Une logistique humanitaire au service du retour
Dès l’aube, le Haut Commissariat pour les Réfugiés (HCR) a déployé d’importants moyens logistiques pour encadrer ce départ. Des convois de camions ont été mobilisés pour assurer le transport des familles et de leurs biens essentiels — matelas, ustensiles de cuisine et matériel aratoire — symbolisant la clôture d’un chapitre d’exil et l’espoir d’une reconstruction.
Ce mouvement, bien que partiel, est le signe d’une volonté forte de retour chez les déplacés. Le camp de Busuma, infrastructure majeure créée dans l’urgence en décembre 2025 pour faire face à l’afflux massif consécutif à la prise d’Uvira par le mouvement M23, abrite aujourd’hui plus de 66 000 personnes.

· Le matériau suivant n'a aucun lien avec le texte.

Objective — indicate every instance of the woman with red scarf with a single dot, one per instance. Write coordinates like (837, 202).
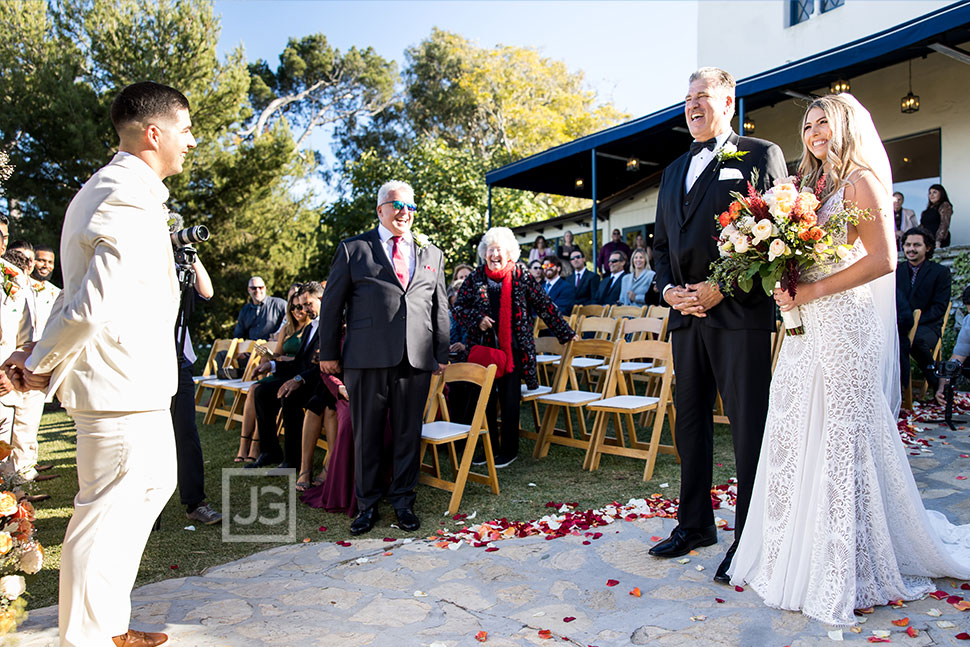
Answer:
(497, 305)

Entre précarité des camps et désir de patrie
Pour de nombreux réfugiés, le départ est vécu comme une délivrance face aux conditions de vie drastiques de l’exil. Antoine Gashindi, l’un des rapatriés, témoigne des difficultés quotidiennes rencontrées à Busuma :
« Le sentiment qui domine est celui du soulagement. La vie dans le camp a été marquée par des épreuves sanitaires et des carences alimentaires persistantes. L’accès à l’eau potable et à une nutrition décente restait un défi majeur. Aujourd’hui, je retrouve mon pays avec l’espoir de laisser derrière moi la maladie et la précarité. »
Le cadre sécuritaire : Un retour sélectif et volontaire
Le HCR et les autorités burundaises insistent sur le caractère rigoureux de cette opération. Le rapatriement ne concerne que les zones géographiques officiellement déclarées sécurisées par les évaluations de terrain.

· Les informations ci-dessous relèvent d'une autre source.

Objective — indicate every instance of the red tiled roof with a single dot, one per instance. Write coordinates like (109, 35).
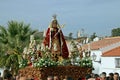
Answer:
(102, 43)
(112, 53)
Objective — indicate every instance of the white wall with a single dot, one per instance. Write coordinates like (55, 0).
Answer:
(96, 65)
(108, 65)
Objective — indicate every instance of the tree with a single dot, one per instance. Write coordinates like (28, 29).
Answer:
(115, 32)
(13, 39)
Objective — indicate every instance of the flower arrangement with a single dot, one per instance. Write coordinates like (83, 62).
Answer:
(44, 62)
(85, 62)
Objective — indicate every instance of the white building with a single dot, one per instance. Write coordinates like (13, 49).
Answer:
(99, 49)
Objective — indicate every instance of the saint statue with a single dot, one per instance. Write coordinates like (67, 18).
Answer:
(54, 40)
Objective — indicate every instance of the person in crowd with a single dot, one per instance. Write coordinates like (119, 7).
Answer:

Brigitte Mukanga-Eno, représentante du HCR au Burundi, a tenu à préciser les contours de l’engagement international :
« Nous opérons dans un cadre de stricte volonté. Seuls les réfugiés exprimant le souhait de partir et dont les zones d’origine présentent des garanties sécuritaires suffisantes sont autorisés à embarquer. La sécurité n’étant pas encore uniforme sur l’ensemble du territoire congolais, nous veillons à ce que ce retour soit à la fois digne et sécurisé. »

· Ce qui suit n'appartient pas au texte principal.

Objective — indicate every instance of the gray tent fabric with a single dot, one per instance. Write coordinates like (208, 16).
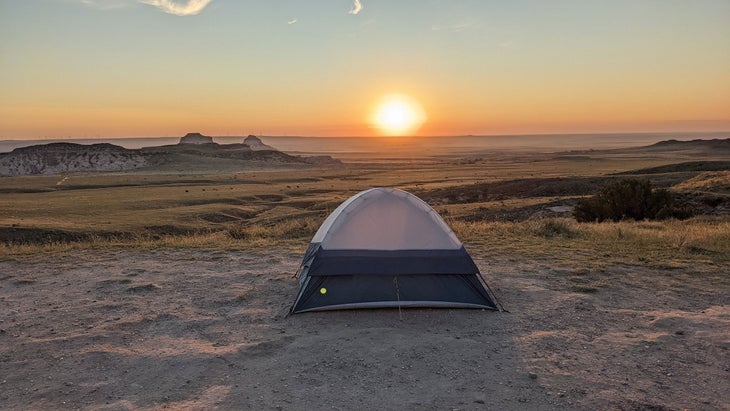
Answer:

Un défi migratoire de grande ampleur pour le Burundi
Cette opération met en lumière le rôle central du Burundi dans l’accueil des populations civiles fuyant les conflits de la région des Grands Lacs. Avec plus de 200 000 réfugiés congolais actuellement recensés sur son territoire, le Burundi reste un acteur humanitaire clé, tout en faisant face à une pression croissante sur ses infrastructures d’accueil.
Ce premier convoi de 470 personnes pourrait marquer le début d’une série de rotations, à condition que la désescalade sécuritaire en RDC se confirme dans les mois à venir.